Pernikahan bertemakan biru baby dan
pink baby. Aku memakai baju biru baby dan ka neo memakai pakaian berwarna pink
baby. Kami serasi sekali dipadu padankan dengan warna putih bersih.
Pernikahan yang sederhana.
Pernikahan yang kuinginkan sejak lama. Banyak diantara teman-teman ku yang
sudah menduga hubunganku dengan ka neo akan berakhir seperti ini.
Semuanya berlalu begitu saja. Awal
aku bertemu dengan ka neo, semua kejadian yang kami lalui bersama sampai
akhirnya kami bisa bersama.
“sayang”panggilan
ka neo berubah semenjak kami menikah. Aku tinggal dengannya di rumah baru kami
yang kecil.
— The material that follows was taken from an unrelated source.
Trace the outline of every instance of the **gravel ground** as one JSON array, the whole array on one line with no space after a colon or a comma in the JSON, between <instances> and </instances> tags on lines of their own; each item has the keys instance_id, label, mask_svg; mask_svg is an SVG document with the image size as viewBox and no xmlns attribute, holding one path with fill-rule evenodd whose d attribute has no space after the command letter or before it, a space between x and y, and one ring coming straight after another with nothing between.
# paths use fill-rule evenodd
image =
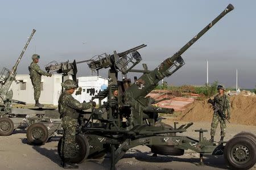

Beruntung sekali aku menikah
dengan laki-laki yang bahkan sudah memikirkan semuanya untukku, untuk
kebahagiaanku.
Aku membawakannya jus kiwi. Duduk
dipangkuannya, di depan meja kerjanya, manja.
“kamu
sedang apa?” melihat layar monitor leptopnya. Melihat foto-foto pernikahan kita
tiga hari yang lalu. Tertawa bersama melihat foto-foto kami.
“besok
kamu wisuda, tidur sayang” ka neo membelai pipiku.
“iya
sayang.. kamu kan juga harus tidur..., mata kamu udah kaya paaandaaa” aku
menekan kedua pipinya.
“sebentar
lagi, mas mau menyelesaikan
kerjaan dulu, sedikit lagi”
“hmm..
kalo gitu jangan lama-lama ya, besok kita long journey” aku mencium pipinya.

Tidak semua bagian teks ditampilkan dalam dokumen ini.